From left: Postdoctoral researcher Dinorah Friedmann-Morvinski and Inder Verma, professor in Salk's Laboratory of Genetics.

Scientists have long believed that glioblastoma multiforme (GBM), the most aggressive type of primary brain tumors, begins in glial cells that make up supportive tissue in the brain or in neural stem cells. In a paper published in Science, however, Salk researchers reported that the tumors can originate from other types of differentiated cells in the nervous system, including cortical neurons.

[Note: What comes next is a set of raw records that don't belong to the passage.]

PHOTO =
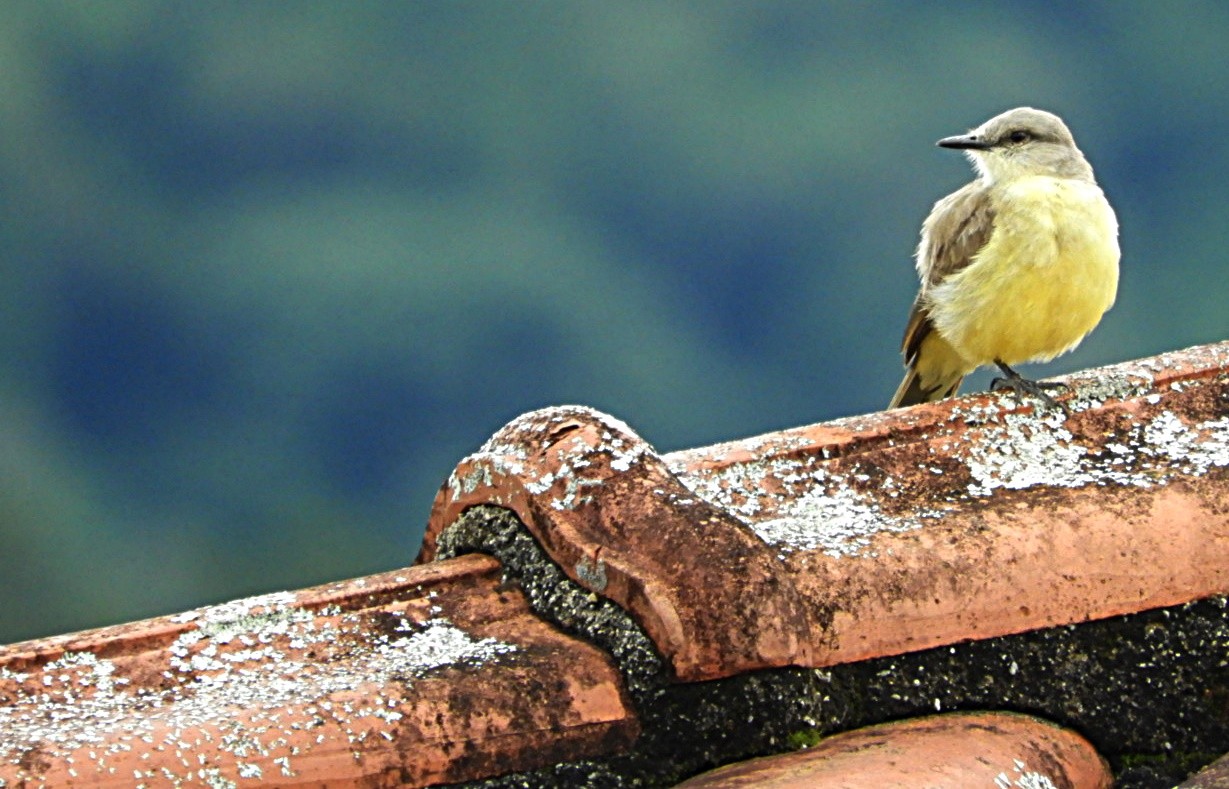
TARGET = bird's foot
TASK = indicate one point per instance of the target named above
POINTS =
(1021, 386)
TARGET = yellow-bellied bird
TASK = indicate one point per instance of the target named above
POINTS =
(1016, 266)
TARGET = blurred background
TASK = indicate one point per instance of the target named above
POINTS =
(270, 269)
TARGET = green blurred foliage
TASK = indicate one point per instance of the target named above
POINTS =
(270, 269)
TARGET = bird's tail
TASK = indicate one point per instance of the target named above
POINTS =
(912, 391)
(933, 372)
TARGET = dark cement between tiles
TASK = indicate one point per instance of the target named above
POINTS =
(1150, 691)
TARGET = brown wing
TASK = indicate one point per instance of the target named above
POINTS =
(958, 227)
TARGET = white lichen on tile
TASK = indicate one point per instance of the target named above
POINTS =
(579, 462)
(1023, 778)
(841, 522)
(801, 502)
(255, 670)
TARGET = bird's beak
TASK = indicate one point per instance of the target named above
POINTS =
(964, 141)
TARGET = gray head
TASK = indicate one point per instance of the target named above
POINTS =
(1023, 141)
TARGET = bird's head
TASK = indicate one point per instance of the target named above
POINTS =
(1021, 141)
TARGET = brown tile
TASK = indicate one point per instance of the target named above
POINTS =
(993, 750)
(434, 674)
(883, 533)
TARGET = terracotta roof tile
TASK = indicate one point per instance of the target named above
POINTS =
(992, 750)
(403, 679)
(747, 597)
(881, 533)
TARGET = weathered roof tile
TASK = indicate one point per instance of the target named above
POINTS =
(993, 750)
(883, 533)
(402, 679)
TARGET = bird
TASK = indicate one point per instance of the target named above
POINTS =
(1015, 267)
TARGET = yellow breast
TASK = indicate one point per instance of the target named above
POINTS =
(1042, 282)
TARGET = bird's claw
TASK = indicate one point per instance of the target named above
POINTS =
(1021, 386)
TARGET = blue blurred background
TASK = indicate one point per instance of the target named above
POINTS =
(270, 269)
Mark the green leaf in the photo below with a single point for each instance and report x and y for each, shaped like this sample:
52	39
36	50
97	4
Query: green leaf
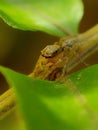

"One of the reasons for the lack of clinical advances in GBM has been the insufficient understanding of the underlying mechanisms by which these tumors originate and progress," says Inder Verma, a professor in Salk's Laboratory of Genetics and the holder of the Irwin and Joan Jacobs Chair in Exemplary Life Science.

To better understand this process, Verma's team harnessed the power of modified viruses, called lentiviruses, to disable powerful tumor suppressor genes in mice that regulate the growth of cells and inhibit the development of tumors. With these tumor suppressors deactivated, cancerous cells are given free rein to grow out of control. The modified viruses target two genes—neurofibromatosis 1 (NF1) and p53—that, when mutated, are implicated in severe gliomas like GBM. Using sophisticated analytical techniques, they discovered that neurons genetically converted by the lentiviruses are capable of forming malignant gliomas.

"Our findings," says lead author Dinorah Friedmann-Morvinski, a postdoctoral researcher in the Laboratory of Genetics, "suggest that, when two critical genes—NF1 and p53—are disabled, mature, differentiated cells acquire the capacity to reprogram [dedifferentiate] to a neuroprogenitor cell-like state, which can not only maintain their plasticity, but also give rise to the variety of cells observed in malignant gliomas."

GBM is one of the most devastating brain tumors that can affect humans. Despite progress in genetic analysis and classification, the prognosis of these tumors remains poor, with most patients dying within one to two years of diagnosis. The Salk researchers' findings suggest potential new targets to treat these deadly cancers.

"Our results offer an explanation of recurrence of gliomas following treatment," says Verma, "because any tumor cell that is not eradicated can continue to proliferate and induce tumor formation, thereby perpetuating the cycle of continuous cell replication to form malignant gliomas."